2. Orchestrator handles directly
   - Runs EXPLAIN ANALYZE
   - Identifies missing index
   - Creates index
   - Tests performance
   - Documents in `.agent_work/fix-query-timeout/project_state.md`

**Result:** Query now fast, documented

### Example 3: Large Refactor

**Request:** "Migrate 50 Python files from sync to async"

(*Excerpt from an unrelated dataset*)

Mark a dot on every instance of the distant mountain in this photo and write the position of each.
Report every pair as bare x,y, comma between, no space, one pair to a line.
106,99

**Orchestrator Decision:** Complex, phased approach

**Execution:**
1. Phase 1: Analysis
   - Code Analysis Agent maps dependencies
   - Identifies blocking calls
   - Writes to `.agent_work/analysis/`

2. Phase 2: Implementation (parallel)
   - Implementation Agent A: Core modules (20 files)
   - Implementation Agent B: API routes (15 files)
   - Implementation Agent C: Utils (15 files)
   - All write to `.agent_work/implementation/`

3. Phase 3: Testing
   - Testing Agent validates async behavior
   - Writes to `.agent_work/testing/`

4. Orchestrator synthesizes
   - Resolves conflicts
   - Integration testing
   - Migration plan

**Result:** Migrated codebase with tests

---

## Best Practices

### For Orchestrator
- Default to handling directly
- Spawn workers only for truly parallel work
- Give workers focused, non-overlapping tasks
- Use extended thinking for planning
- Document decisions in `project_state.md`

### For Worker Specs
**Good:**
```
AGENT: implementation
OBJECTIVE: Create SQLMesh model for user_activity_daily
SCOPE: Create models/user_activity_daily.sql
CONSTRAINTS: DuckDB SQL, incremental by date, partition by event_date
OUTPUT: .agent_work/implementation/models/
BUDGET: 20 tool calls
```

**Bad:**
```
AGENT: implementation
OBJECTIVE: Help with the data stuff
```

### For Long Tasks
- Maintain `.agent_work/project_state.md`
- Update after each major phase
- Use compaction if approaching context limits
- Load files just-in-time (not entire codebase)

---

## Context Management

### Just-in-Time Loading

Don't load entire codebases:
```bash
# Good: Survey, then target
find models/ -name "*.sql" | head -10
rg "SELECT.*FROM" models/
cat models/specific_model.sql

# Bad: Load everything
cat models/*.sql
```

### Project State Tracking

For long tasks (>50 turns), maintain state:

```markdown
## Project: [Name]
## Phase: [Current]

### Completed
- [x] Task 1 - Agent - Outcome

### Current
- [ ] Task 2 - Agent - Status

### Decisions
1. Decision - Rationale

### Next Steps
1. Step 1
2. Step 2
```

---

## Troubleshooting

### "Workers are duplicating work"
**Cause:** Vague task boundaries
**Fix:** Be more specific, assign non-overlapping files

### "Coordination overhead too high"
**Cause:** Task not parallelizable
**Fix:** Handle directly, don't use workers

### "Context window exceeded"
**Cause:** Loading too much data
**Fix:** Use JIT loading, summarize outputs

### "Workers stepping on each other"
**Cause:** Overlapping responsibilities
**Fix:** Separate by file/module, clear boundaries

---

## Summary

**System:**
- 4 agents: Orchestrator + 3 workers
- Orchestrator handles most tasks directly (90%)
- Workers used for truly complex, parallelizable work (10%)

**Philosophy:**
- Simple, direct, procedural code
- Data-oriented design
- Functions over classes
- Build minimum that works

**Tech Stack:**
- Data: SQLMesh, DuckDB, Iceberg, ELT
- SaaS: Robyn, evidence.dev
- Testing: pytest, DuckDB SQL tests

**Working Directory:**
- `.agent_work/` for all agent outputs
- Add to `.gitignore`
- Review, then move to final locations

**Golden Rule:** When in doubt, go simpler. Most tasks don't need multiple agents.

---

## Getting Started

1. Read `coding_philosophy.md` to understand principles
2. Use `orchestrator.md` as your main agent in Claude Code
3. Let orchestrator decide when to spawn workers
4. Review outputs in `.agent_work/`
5. Iterate based on results

Start simple. Add complexity only when needed.